The maturity levels for security controls managed in Swise align to the COBIT Capability Maturity Model (CMM).
COBIT (Control Objectives for Information and Related Technologies) is a framework created by ISACA for IT governance and management. The COBIT Capability Maturity Model (CMM) is a tool within COBIT for assessing and improving IT processes and works very well for assessing risk controls.
As your organisation’s reliance on IT systems increases, so too does the need to ensure these systems are effectively governed and managed. The CMM framework provides a structured approach to evaluating the maturity level of your controls, and helps identify areas that need improvement.
Aligning to COBIT CMM makes is simpler to manage risk and prioritise improvement, aligns with many regulatory and industry standards, helping you meet compliance requirements, and enables you to benchmark against industry best practices.
Maturity Levels
There are five levels of maturity.

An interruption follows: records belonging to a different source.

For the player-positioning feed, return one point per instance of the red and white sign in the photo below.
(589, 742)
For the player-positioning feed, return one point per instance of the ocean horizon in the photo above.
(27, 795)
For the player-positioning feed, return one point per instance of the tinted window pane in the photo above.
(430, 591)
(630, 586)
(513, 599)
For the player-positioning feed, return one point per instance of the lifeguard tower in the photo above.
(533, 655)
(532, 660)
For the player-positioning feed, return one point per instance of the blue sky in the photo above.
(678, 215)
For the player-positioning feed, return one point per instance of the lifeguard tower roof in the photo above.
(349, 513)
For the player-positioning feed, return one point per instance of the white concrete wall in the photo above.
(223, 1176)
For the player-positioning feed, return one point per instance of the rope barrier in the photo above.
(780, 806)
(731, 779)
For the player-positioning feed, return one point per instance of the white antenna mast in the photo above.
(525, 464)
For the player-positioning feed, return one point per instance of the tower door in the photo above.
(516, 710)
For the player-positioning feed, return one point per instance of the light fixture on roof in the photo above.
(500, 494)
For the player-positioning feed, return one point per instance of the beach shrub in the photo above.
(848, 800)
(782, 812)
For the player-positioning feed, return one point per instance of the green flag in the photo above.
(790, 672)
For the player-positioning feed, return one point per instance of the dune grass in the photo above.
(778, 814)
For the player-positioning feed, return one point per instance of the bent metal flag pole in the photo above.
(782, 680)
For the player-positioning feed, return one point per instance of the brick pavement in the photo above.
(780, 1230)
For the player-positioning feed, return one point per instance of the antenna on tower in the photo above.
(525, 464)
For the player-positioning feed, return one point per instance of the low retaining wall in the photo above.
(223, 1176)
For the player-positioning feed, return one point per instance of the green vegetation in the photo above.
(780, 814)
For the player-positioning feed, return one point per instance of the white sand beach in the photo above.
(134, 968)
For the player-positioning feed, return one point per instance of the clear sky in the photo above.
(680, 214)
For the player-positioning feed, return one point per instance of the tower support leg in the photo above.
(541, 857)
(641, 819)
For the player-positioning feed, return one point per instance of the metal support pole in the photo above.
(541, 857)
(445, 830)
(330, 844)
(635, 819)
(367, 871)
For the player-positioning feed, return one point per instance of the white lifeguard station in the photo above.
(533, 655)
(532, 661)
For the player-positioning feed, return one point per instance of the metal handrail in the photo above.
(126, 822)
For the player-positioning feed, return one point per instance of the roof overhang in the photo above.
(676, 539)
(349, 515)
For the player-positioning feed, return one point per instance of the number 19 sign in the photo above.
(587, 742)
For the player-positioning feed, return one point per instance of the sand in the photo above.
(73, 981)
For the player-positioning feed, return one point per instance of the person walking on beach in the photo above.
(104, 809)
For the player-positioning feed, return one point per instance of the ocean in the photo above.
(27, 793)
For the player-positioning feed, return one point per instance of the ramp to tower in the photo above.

As you create and evolve controls it’s important to provide an accurate assessment, and provide clear evidence to your auditor that your controls meet the assessed maturity level.
Level 0 - Non-existent
There is a complete lack of any recognisable processes. The enterprise has not even recognised that there is an issue to be addressed.
Level 1 - Initial/Ad Hoc
There is evidence that the enterprise has recognised that the issues exist and need to be addressed. However, there are no standardised processes. Instead, there are ad hoc approaches that tend to be applied on an individual or case-by-case basis.
Level 2 - Repeatable but Intuitive
Processes have developed to the stage where similar procedures are followed by different people undertaking the same task. However, there is no formal training or communication of standard procedures, and responsibility is left to the individual. There is a high degree of reliance on the knowledge of individuals.
Level 3 - Defined Process
Procedures have been standardised, documented, and communicated through training. They are mandated to be followed; however, deviations are unlikely to be detected. The procedures themselves are not sophisticated but formalize existing practices.
Level 4 - Managed and Measurable
Management monitors and measures compliance with procedures and takes action where processes appear not to be working effectively. Processes are constantly improved and provide good practice. Automation and tools are used in a limited or fragmented way.
Level 5 - Optimised
Processes have been refined to a level of best practice, based on the results of continuous improvement and maturity modeling with other enterprises. IT is used in an integrated way to automate the workflow, providing tools to improve quality and effectiveness, making the enterprise quick to adapt.